I got to know more and more writers, and became familiar with a lot of national writers, and as many of them moved to Twitter, I followed them. As Google Reader disappeared, Twitter became my clearinghouse for news, updated in about as real time as possible. It was easy to stay updated on the headlines of the day, and see a quip about those headlines just as quickly. If you knew where to go, and you were on TweetDeck, Twitter was great.
And then it wasn't. Regardless of your opinion of the current owner of the platform and the controversies surrounding him, Twitter, or really any social media platform, are only as valuable as the user base on those sites, and when Elon Musk bought it, and after his subsequent changes, the number of users started to deteriorate, and the functionality for the price diminished.

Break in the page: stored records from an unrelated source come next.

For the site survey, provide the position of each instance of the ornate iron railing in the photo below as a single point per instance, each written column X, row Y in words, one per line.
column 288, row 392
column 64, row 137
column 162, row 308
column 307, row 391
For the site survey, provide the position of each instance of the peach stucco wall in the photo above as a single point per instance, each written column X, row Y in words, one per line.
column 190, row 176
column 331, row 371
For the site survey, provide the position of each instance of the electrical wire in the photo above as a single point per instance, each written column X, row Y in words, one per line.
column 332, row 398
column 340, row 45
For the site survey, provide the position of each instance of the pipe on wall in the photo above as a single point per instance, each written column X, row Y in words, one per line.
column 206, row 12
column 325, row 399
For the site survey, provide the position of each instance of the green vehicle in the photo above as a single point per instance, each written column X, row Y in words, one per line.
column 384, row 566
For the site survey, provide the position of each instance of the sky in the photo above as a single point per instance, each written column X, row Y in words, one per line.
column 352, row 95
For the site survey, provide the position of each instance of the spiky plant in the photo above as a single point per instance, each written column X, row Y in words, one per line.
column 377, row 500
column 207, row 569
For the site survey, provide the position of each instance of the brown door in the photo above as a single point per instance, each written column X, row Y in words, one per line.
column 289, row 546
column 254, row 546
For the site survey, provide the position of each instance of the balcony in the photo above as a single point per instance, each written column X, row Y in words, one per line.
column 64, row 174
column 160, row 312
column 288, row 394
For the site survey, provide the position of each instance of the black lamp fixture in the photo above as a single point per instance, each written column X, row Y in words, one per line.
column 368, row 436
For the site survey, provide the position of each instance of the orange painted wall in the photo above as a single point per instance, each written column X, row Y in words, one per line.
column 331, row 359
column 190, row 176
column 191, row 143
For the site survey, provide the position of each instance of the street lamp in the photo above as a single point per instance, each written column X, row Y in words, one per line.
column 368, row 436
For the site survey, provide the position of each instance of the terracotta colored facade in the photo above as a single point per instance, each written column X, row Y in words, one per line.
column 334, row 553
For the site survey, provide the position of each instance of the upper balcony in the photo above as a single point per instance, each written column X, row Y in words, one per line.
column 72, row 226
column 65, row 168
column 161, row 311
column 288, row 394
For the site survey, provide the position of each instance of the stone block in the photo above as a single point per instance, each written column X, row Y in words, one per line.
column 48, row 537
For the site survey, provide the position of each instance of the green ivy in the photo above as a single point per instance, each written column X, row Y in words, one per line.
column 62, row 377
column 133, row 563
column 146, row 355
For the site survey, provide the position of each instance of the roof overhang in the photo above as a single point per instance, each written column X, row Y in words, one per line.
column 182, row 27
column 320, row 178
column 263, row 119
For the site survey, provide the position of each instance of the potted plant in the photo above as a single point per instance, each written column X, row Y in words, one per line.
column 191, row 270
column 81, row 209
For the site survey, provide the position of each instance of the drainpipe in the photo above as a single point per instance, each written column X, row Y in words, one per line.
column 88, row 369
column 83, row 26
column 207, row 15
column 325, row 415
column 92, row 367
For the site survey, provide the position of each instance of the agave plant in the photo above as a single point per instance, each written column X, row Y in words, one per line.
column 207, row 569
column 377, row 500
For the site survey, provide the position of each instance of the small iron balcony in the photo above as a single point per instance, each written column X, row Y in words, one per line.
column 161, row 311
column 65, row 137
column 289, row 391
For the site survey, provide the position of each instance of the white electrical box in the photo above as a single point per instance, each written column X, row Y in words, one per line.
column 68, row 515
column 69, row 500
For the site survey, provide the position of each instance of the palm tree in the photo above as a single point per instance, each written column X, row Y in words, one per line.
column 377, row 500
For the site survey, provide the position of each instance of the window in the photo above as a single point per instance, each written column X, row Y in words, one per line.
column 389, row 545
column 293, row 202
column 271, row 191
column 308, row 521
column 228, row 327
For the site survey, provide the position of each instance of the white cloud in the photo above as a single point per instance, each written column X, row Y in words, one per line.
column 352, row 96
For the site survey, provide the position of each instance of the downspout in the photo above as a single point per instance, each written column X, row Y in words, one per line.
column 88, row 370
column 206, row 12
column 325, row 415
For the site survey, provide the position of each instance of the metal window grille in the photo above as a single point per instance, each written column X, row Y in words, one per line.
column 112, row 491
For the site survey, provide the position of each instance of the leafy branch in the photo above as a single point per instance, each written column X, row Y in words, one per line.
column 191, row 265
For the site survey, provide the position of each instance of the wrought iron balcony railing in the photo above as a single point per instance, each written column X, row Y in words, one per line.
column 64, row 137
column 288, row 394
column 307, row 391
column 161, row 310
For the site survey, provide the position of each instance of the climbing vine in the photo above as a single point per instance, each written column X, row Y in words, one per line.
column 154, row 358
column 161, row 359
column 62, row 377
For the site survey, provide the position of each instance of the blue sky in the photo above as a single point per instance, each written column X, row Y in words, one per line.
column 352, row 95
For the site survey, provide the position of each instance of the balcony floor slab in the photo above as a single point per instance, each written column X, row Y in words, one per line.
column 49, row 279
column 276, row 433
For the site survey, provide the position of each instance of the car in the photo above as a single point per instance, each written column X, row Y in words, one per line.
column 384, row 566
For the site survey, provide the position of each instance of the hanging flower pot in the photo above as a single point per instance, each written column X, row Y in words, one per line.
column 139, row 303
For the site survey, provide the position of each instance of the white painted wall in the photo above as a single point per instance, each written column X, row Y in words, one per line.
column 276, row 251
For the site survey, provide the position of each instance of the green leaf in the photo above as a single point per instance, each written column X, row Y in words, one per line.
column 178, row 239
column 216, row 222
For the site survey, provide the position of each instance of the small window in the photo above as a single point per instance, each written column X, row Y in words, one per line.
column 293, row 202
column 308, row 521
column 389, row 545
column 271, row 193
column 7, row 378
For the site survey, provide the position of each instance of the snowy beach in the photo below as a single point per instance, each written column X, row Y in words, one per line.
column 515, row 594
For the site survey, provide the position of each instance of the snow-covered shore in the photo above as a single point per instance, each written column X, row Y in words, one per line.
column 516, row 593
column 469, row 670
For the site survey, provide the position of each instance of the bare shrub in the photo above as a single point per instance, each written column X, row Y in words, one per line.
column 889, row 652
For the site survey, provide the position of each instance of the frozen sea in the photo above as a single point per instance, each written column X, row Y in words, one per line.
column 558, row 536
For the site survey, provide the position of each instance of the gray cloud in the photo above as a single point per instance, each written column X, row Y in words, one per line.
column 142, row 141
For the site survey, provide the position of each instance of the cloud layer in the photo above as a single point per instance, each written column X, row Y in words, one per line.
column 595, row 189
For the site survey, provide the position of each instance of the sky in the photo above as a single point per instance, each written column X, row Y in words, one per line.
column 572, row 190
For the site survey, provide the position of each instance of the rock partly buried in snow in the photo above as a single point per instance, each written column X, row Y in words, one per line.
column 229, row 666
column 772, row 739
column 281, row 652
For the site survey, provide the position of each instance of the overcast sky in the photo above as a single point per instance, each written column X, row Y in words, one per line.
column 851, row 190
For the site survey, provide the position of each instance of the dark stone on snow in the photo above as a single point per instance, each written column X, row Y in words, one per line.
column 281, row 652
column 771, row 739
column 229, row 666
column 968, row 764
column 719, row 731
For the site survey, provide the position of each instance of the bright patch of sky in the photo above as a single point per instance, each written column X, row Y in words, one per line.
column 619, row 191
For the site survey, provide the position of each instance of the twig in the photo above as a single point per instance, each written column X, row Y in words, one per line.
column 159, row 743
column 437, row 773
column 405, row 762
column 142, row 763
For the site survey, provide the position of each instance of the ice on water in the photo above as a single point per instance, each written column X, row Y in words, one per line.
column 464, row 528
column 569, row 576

Given the staffing cuts, and the grandeur of the scandals surrounding Musk and Twitter, the site is never going to be the same. I still automatically post these posts, as well as those from my other two sites, but I'm not on there any more, just scouring for news or posting my own hot takes. I have dipped my toe literally everywhere else though. Post.news is great for news, but doesn't have a "sports" section yet, and the user base is small. Mastadon is probably my favorite right now because of the automatic refresh, but is difficult to get started, and the users I follow are essentially mirrored from Twitter, and I worry what happens when that goes away. Threads will likely be the choice of corporate feeds, while Blue Sky will be the choice for individuals. (I'm @rhinoandcompass on all 4).
The point, though, is that if I want news, or a specific kind of content, I have to start hunting for it again. I need to start going to my favorite Twins sites again for news and analysis, rather than waiting for it to scroll across my timeline. I need to refresh MLB Trade Rumors awaiting updates, or wait for an alert on my phone after everything is buttoned up 5 hours later. It's like it's 2004 all over again.
Right down to the false hope that eventually, my refreshing would pay off, and I would find out the Twins actually DID something.